Losers have votes, too. That is what democracy means — and rightly so. If they feel sufficiently cheated and humiliated, they will vote for Donald Trump, a candidate for the Republican party’s presidential nomination in the US, Marine Le Pen of the National Front in France or Nigel Farage of the UK Independence party. There are those, particularly the native working class, who are seduced by the siren song of politicians who combine the nativism of the hard right, the statism of the hard left and the authoritarianism of both.
Above all, they reject the elites that dominate the economic and cultural lives of their countries: those assembled last week in Davos for the World Economic Forum. The potential consequences are frightening. Elites need to work out intelligent responses. It might already be too late to do so.
The projects of the rightwing elite have long been low marginal tax rates, liberal immigration, globalisation, curbs on costly “entitlement programmes”, deregulated labour markets and maximisation of shareholder value. The projects of the leftwing elite have been liberal immigration (again), multiculturalism, secularism, diversity, choice on abortion, and racial and gender equality. Libertarians embrace the causes of the elites of both sides; that is why they are a tiny minority.
In the process, elites have become detached from domestic loyalties and concerns, forming instead a global super-elite. It is not hard to see why ordinary people, notably native-born men, are alienated. They are losers, at least relatively; they do not share equally in the gains. They feel used and abused. After the financial crisis and slow recovery in standards of living, they see elites as incompetent and predatory. The surprise is not that many are angry but that so many are not.
Branko Milanovic, formerly of the World Bank, has shown that only two parts of the global income distribution enjoyed virtually no gains in real incomes between 1988 and 2008: the poorest five percentiles and those between the 75th and the 90th percentile. The latter includes the bulk of the population of high-income countries.

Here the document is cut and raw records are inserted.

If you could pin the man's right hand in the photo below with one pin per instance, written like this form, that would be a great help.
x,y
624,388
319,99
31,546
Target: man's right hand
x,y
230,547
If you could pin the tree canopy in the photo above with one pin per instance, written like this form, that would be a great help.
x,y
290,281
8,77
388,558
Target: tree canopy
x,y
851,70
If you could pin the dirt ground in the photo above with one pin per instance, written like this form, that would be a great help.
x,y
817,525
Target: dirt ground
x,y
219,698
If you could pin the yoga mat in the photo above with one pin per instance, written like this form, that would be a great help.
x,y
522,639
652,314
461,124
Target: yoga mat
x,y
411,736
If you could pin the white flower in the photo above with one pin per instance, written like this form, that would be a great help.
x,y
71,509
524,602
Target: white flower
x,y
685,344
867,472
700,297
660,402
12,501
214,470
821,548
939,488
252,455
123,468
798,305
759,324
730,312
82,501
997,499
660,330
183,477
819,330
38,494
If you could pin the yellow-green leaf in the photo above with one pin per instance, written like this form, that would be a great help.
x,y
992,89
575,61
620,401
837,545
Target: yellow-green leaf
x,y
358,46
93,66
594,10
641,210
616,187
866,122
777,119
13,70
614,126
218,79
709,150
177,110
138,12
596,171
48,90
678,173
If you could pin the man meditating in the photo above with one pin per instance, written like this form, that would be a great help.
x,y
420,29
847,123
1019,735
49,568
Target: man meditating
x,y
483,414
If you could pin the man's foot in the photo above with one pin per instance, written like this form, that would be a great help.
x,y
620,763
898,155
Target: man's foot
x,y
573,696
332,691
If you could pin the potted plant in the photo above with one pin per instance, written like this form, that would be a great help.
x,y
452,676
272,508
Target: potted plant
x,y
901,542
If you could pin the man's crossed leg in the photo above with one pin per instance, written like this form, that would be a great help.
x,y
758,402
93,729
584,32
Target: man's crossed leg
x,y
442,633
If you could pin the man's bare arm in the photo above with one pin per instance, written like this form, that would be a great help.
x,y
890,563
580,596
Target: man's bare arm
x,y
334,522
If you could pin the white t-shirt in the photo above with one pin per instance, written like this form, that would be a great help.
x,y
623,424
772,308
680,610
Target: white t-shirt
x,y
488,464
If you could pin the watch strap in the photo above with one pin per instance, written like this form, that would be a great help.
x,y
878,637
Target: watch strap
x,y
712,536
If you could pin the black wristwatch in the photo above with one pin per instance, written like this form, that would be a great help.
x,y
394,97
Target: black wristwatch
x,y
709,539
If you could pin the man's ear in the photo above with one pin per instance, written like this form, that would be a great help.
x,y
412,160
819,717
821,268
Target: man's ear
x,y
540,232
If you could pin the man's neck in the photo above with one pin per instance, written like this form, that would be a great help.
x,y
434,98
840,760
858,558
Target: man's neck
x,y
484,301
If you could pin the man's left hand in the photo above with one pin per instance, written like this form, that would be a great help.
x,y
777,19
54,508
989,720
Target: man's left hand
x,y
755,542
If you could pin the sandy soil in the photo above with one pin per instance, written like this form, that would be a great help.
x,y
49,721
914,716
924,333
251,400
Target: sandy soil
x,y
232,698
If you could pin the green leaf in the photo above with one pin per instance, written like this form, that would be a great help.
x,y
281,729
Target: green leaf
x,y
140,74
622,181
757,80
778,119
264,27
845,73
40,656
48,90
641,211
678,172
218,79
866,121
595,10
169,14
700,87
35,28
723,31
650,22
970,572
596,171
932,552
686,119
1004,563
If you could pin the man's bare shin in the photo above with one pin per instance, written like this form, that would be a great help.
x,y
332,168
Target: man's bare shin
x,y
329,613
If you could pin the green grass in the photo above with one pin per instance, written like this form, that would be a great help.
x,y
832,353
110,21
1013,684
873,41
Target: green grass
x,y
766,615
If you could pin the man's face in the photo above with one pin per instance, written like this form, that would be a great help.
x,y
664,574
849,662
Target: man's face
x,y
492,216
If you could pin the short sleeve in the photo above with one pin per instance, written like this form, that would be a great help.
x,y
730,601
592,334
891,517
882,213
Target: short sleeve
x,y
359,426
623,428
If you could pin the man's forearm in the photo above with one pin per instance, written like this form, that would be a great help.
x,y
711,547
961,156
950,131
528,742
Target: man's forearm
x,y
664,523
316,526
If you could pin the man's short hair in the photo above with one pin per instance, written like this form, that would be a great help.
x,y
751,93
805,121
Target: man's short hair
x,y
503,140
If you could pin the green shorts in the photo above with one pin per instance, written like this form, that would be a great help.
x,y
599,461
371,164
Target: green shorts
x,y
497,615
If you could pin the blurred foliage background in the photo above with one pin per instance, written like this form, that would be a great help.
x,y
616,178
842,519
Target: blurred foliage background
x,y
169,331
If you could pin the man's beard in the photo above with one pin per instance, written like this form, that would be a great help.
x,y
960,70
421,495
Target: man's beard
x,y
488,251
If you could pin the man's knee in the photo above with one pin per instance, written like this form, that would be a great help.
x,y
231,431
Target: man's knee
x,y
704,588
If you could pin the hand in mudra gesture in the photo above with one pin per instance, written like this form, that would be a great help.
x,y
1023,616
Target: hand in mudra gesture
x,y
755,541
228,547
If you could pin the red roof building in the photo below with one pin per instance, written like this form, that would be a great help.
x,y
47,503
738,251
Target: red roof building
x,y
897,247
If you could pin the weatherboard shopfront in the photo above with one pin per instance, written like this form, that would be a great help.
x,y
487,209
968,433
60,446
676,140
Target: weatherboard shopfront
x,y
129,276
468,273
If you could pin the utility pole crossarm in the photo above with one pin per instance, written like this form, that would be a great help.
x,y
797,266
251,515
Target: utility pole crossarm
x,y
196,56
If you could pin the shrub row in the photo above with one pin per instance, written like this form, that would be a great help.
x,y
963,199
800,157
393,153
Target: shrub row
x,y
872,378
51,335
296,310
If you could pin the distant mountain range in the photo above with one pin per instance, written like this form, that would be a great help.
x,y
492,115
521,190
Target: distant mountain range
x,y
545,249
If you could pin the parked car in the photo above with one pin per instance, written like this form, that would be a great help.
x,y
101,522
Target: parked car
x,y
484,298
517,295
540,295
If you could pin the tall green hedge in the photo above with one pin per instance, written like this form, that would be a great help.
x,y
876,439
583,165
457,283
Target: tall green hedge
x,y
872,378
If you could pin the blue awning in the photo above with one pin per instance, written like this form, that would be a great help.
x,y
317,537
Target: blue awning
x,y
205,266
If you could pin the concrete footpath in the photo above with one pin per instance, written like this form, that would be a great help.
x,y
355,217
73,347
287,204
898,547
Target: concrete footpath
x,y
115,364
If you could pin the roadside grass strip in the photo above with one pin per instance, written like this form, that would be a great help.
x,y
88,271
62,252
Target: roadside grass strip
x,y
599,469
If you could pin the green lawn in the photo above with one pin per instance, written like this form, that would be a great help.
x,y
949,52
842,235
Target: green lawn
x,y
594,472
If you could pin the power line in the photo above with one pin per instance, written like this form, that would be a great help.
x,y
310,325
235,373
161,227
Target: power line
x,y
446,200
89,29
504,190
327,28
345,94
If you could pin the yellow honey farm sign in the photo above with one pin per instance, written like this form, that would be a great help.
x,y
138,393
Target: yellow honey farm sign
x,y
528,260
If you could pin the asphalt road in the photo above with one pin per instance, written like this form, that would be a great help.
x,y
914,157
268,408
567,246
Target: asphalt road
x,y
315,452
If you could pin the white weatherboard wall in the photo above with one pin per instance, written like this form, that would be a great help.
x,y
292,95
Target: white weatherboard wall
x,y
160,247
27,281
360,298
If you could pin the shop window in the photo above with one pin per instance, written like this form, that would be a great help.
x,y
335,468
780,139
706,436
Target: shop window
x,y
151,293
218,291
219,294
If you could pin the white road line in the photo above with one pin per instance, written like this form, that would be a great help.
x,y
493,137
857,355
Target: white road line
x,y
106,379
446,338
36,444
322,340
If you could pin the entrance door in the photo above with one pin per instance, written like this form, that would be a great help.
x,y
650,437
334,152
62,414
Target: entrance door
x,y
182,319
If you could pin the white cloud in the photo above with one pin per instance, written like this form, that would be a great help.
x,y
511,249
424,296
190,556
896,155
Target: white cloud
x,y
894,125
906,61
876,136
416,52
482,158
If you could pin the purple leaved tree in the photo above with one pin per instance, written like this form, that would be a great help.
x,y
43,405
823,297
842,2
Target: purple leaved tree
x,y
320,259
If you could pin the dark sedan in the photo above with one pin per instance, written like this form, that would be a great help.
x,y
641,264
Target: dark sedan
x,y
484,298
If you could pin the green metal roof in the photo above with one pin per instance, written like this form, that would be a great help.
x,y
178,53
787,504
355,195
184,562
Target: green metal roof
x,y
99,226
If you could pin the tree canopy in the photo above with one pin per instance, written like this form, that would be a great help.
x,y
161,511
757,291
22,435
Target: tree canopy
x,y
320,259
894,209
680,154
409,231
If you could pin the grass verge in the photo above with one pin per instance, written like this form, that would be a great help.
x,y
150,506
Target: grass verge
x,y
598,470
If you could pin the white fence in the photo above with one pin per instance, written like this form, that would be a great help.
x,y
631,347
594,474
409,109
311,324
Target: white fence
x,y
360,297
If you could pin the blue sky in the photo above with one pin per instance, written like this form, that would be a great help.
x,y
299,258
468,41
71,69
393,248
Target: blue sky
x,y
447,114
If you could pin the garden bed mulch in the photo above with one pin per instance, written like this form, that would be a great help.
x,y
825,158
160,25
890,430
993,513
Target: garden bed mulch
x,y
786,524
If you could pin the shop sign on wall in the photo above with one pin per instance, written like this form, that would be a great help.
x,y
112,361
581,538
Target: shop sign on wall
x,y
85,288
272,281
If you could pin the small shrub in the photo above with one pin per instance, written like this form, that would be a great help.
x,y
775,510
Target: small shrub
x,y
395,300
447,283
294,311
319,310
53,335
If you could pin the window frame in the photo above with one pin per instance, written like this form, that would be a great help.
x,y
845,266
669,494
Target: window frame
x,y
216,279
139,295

Similarly, a study by the Economic Policy Institute in Washington shows that the compensation of ordinary workers has lagged significantly behind the rise in productivity since the mid-1970s. The explanations are a complex mixture of technological innovation, liberal trade, changes in corporate governance and financial liberalisation. But the fact is unquestionable. In the US — but also, to a smaller extent, in other high-income countries — the fruits of growth are concentrated at the top.
Finally, the share of immigrants in populations has jumped sharply. It is hard to argue that this has brought large economic, social and cultural benefits to the mass of the population. But it has unquestionably benefited those at the top, including business.
Despite offering its support for welfare benefits one might think very valuable to the native working classes, the respectable left has increasingly lost their support. This seems to be particularly true in the US, where racial and cultural factors have been particularly important.
The “southern strategy” of Richard Nixon, a former Republican US president, aimed at attracting the support of southern whites, has generated political results. But the core strategy of his party’s elite — exploiting middle-class (especially male) rage over racial, gender and cultural change — is bearing bitter fruit. The focus on tax cuts and deregulation offers little comfort to the great majority of the party’s base.
Mr Trump, Republican ideologues complain, is not a true conservative. That is indeed the point. He is a populist. Like the other leading candidates, he proposes unaffordable tax cuts. Indeed, the notion that Republicans object to fiscal deficits looks absurd. But, crucially, Mr Trump is protectionist on trade and hostile on immigration. These positions appeal to his supporters because they understand they have one valuable asset: their citizenship. They do not want to share this with countless outsiders. The same is true for supporters of Ms le Pen or Mr Farage.
Nativist populists must not win. We know that story: it ends very badly. In the case of the US, the outcome would have grave global significance. America was the founder and remains guarantor of our global liberal order. The world desperately needs well-informed US leadership. Mr Trump cannot provide this. The results could be catastrophic.
Yet, even if such an outcome is avoided this year, elites have been warned. Those of the right take big risks in cultivating popular rage as a way to secure lower taxes, increased immigration and weaker regulation. Elites of the left are also taking risks if they are seen to sacrifice the interests and values of a struggling mass of citizens to cultural relativism and lax control of borders.
Western countries are democracies. These states still provide the legal and institutional underpinnings of the global economic order. If western elites despise the concerns of the many, the latter will withdraw their consent for the elite’s projects. In the US, elites of the right, having sown the wind, are reaping the whirlwind. But this has happened only because elites of the left have lost the allegiance of swaths of the native middle classes.
Not least, democracy means government by all citizens. If rights of abode, still more of citizenship, are not protected, this dangerous resentment will grow. Indeed, it already has in too many places.